Glassnode: The Capitulation Risk

The on-chain picture has deteriorated sharply. Analysis from Glassnode reveals that 44% of the Bitcoin supply is now held at a loss. This is a critical threshold; when nearly half of all coins are "underwater," the probability of panic selling from short-term holders increases exponentially.

Current flows suggest sentiment has shifted meaningfully. Investors are not yet positioned to buy the dip.

This shift in sentiment is visible in the altcoin market, which suffered heavier losses.

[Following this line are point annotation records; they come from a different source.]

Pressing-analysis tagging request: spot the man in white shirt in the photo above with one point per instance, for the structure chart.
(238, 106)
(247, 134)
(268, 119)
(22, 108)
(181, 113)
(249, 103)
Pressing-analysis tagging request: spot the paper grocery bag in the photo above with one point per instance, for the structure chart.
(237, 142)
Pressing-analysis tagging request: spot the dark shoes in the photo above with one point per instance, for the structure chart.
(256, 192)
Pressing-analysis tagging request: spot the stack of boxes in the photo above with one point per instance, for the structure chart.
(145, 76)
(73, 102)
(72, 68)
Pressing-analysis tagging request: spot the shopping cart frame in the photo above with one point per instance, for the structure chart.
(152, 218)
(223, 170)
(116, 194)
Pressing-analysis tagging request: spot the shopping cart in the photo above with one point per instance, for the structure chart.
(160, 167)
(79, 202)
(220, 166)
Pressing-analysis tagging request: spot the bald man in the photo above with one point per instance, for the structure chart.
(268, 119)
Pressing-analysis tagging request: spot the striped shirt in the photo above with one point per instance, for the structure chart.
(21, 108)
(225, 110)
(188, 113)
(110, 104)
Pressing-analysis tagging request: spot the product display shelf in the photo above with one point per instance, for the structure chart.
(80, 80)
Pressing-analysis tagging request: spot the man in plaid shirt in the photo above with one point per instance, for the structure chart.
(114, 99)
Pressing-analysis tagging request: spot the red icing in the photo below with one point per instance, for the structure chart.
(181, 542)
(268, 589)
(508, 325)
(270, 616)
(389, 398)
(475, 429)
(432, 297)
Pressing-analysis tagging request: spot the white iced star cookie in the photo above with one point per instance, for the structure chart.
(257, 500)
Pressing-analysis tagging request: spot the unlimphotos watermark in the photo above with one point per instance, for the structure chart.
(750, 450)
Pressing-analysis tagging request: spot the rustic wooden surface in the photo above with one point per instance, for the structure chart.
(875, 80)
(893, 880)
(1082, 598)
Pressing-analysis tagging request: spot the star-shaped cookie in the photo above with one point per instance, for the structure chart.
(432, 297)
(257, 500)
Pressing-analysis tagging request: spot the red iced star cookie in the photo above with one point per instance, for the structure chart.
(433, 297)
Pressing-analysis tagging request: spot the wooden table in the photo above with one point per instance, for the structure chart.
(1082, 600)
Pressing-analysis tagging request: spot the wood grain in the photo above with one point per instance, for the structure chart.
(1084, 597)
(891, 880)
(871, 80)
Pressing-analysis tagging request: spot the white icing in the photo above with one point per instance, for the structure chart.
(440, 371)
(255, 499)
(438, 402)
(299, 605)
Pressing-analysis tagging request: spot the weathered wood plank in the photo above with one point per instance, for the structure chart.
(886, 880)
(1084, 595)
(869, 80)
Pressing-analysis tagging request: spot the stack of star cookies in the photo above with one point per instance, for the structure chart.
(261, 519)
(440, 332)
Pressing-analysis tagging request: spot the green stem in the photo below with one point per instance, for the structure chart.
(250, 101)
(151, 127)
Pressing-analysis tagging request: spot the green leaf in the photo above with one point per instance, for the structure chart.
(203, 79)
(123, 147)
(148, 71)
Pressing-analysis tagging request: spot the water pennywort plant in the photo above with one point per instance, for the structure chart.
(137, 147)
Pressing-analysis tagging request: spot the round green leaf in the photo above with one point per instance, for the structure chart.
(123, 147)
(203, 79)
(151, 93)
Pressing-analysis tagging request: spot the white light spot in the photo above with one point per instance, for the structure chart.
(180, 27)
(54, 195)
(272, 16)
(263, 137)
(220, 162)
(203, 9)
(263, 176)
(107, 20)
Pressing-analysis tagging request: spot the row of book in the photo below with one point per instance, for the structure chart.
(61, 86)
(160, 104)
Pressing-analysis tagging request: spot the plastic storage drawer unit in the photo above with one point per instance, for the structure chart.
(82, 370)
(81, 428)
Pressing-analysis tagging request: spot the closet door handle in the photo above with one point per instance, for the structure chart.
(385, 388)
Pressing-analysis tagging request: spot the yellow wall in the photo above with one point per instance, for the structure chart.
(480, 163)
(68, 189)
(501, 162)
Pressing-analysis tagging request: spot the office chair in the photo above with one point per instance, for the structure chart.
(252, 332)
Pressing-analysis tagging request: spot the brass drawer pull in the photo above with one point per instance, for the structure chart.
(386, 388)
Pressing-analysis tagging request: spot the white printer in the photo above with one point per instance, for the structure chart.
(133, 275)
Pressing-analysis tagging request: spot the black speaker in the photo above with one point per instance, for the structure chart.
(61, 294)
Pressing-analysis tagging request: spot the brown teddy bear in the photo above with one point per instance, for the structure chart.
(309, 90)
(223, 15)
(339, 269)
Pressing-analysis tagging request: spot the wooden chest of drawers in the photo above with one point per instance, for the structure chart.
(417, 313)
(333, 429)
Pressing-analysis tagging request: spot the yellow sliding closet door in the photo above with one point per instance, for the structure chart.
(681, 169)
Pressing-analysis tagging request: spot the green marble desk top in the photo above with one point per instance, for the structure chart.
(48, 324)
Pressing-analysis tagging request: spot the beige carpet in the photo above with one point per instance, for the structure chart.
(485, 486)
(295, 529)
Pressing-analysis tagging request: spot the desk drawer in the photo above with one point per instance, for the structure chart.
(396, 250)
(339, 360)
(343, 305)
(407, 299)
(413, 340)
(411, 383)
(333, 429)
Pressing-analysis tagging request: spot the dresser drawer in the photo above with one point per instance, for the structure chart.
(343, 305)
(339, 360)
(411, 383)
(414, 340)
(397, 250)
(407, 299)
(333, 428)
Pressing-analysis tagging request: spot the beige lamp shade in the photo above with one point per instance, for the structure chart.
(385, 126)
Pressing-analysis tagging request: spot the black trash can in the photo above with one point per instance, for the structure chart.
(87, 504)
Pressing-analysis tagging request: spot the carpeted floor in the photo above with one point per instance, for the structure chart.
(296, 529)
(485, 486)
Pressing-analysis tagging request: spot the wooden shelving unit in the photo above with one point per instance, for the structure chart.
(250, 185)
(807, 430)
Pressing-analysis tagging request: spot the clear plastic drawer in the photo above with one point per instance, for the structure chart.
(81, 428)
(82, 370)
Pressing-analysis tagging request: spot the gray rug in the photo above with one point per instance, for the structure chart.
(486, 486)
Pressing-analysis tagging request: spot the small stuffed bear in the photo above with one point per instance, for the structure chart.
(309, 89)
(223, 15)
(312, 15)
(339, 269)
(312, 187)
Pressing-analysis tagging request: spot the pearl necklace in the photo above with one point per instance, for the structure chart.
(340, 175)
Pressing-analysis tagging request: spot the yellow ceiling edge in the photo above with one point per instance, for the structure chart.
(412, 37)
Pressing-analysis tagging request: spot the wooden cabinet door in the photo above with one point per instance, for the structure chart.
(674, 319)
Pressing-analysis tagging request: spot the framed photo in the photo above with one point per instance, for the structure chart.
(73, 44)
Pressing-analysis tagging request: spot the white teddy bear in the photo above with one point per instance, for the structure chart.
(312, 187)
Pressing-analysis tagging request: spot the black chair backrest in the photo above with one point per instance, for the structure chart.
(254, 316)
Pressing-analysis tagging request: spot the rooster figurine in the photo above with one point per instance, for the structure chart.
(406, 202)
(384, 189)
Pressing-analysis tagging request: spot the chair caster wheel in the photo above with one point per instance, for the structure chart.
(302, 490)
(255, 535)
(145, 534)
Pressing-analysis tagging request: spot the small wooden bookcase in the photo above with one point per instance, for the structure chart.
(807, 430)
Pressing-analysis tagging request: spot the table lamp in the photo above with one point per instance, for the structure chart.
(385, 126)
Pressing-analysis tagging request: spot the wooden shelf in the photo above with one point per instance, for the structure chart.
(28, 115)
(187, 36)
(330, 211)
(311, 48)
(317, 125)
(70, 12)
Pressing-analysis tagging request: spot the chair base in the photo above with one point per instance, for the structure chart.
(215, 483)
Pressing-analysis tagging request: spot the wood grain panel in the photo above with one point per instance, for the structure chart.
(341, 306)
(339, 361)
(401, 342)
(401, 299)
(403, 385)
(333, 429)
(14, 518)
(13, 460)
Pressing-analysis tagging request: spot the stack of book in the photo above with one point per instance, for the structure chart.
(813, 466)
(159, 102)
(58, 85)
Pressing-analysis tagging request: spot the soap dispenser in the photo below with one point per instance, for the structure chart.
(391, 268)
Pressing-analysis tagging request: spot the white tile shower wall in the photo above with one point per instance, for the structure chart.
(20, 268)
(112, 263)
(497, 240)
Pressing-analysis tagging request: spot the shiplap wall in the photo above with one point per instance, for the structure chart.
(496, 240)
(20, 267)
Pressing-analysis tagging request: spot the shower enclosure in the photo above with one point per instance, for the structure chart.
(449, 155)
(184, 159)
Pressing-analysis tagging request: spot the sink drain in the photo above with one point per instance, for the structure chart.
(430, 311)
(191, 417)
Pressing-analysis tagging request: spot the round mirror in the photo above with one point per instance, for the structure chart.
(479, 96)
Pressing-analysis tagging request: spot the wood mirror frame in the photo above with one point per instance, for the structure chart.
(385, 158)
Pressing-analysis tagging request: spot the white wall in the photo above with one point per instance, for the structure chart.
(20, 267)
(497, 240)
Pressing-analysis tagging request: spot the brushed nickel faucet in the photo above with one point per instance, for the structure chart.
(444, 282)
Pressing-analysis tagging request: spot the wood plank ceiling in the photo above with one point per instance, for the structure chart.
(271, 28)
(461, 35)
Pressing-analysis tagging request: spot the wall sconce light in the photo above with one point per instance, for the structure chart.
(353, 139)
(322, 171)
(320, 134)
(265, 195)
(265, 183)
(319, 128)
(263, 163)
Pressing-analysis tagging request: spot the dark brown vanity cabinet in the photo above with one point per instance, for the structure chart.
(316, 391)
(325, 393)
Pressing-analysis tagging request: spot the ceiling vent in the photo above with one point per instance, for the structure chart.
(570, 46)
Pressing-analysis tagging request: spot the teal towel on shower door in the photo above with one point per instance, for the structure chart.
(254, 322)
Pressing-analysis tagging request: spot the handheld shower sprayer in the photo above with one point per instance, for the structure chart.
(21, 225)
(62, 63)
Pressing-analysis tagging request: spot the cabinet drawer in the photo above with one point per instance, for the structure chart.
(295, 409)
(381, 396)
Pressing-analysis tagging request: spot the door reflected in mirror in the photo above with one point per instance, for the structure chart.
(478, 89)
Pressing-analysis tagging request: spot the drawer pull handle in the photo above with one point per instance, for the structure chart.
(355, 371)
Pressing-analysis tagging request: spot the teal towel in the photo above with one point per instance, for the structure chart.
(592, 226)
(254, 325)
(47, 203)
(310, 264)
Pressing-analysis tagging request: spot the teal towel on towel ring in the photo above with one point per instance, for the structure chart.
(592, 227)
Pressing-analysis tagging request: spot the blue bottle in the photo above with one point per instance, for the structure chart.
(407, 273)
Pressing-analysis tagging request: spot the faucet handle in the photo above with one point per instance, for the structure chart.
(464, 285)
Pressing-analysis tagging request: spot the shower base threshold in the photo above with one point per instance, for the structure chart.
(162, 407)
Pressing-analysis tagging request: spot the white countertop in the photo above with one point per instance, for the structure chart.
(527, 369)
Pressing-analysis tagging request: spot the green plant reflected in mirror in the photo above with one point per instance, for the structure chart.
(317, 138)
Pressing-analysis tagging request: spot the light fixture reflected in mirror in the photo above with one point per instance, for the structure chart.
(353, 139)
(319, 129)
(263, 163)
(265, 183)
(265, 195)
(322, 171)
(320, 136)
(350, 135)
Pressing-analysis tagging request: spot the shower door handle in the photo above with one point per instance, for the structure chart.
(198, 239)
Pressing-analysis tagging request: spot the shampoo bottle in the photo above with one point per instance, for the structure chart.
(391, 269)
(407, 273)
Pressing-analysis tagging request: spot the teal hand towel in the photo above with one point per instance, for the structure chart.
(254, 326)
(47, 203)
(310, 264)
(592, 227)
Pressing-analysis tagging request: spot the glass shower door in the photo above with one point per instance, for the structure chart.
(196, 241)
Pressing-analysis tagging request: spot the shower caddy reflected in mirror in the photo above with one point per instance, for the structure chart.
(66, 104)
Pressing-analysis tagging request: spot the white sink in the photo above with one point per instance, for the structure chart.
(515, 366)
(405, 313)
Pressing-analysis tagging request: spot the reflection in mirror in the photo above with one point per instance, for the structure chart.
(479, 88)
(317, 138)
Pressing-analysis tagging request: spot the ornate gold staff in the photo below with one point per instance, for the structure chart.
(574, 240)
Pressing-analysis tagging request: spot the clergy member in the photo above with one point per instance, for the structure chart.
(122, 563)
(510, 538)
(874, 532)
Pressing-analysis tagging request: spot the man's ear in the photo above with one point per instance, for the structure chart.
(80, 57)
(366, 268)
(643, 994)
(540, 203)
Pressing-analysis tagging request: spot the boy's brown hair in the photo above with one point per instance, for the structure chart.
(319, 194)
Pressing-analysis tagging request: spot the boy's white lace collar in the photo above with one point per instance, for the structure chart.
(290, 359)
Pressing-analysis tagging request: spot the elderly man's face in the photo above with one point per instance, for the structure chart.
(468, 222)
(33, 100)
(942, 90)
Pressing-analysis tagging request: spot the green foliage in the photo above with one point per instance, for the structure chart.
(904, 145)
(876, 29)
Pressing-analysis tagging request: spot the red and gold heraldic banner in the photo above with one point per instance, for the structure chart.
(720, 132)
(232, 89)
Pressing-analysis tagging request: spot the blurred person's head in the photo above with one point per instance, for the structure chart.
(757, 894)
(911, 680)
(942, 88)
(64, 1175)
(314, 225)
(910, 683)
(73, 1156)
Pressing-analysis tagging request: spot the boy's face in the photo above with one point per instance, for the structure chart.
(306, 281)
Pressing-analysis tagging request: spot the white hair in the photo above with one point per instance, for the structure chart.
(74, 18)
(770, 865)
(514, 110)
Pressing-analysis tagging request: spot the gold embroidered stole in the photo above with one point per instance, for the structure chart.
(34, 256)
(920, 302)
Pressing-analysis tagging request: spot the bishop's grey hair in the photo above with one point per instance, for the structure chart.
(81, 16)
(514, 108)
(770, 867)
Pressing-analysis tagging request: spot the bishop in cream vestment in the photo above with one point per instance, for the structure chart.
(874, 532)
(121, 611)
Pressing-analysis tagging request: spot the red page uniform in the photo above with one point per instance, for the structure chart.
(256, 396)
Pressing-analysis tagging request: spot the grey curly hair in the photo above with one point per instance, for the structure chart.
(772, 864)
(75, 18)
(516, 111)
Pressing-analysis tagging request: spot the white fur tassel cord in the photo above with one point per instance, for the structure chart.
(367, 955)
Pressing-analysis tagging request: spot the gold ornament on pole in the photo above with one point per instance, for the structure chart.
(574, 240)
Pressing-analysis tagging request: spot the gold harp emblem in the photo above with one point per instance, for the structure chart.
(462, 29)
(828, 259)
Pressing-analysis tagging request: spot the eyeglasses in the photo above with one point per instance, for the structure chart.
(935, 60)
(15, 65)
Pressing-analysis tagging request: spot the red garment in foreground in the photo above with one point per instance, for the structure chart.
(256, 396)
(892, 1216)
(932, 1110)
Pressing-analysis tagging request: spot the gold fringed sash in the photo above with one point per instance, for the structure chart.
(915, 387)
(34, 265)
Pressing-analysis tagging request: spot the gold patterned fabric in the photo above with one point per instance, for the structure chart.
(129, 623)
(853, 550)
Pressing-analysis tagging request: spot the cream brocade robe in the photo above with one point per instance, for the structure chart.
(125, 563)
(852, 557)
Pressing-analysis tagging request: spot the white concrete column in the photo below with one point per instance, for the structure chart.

Ethereum (ETH) tumbled 10% to trade near $2,100, while Solana (SOL) lost the $100 handle, falling 10% to $97. XRP slid 6% to $1.52.

Institutional Outlook

The erasure of post-election gains forces a re-evaluation of the 2025-2026 cycle thesis. With the "Trump put" effectively priced out, the market lacks an immediate catalyst to stem the bleeding. Traders are now eyeing the $70,000 level; a breach there would expose air pockets down to the 2024 consolidation ranges.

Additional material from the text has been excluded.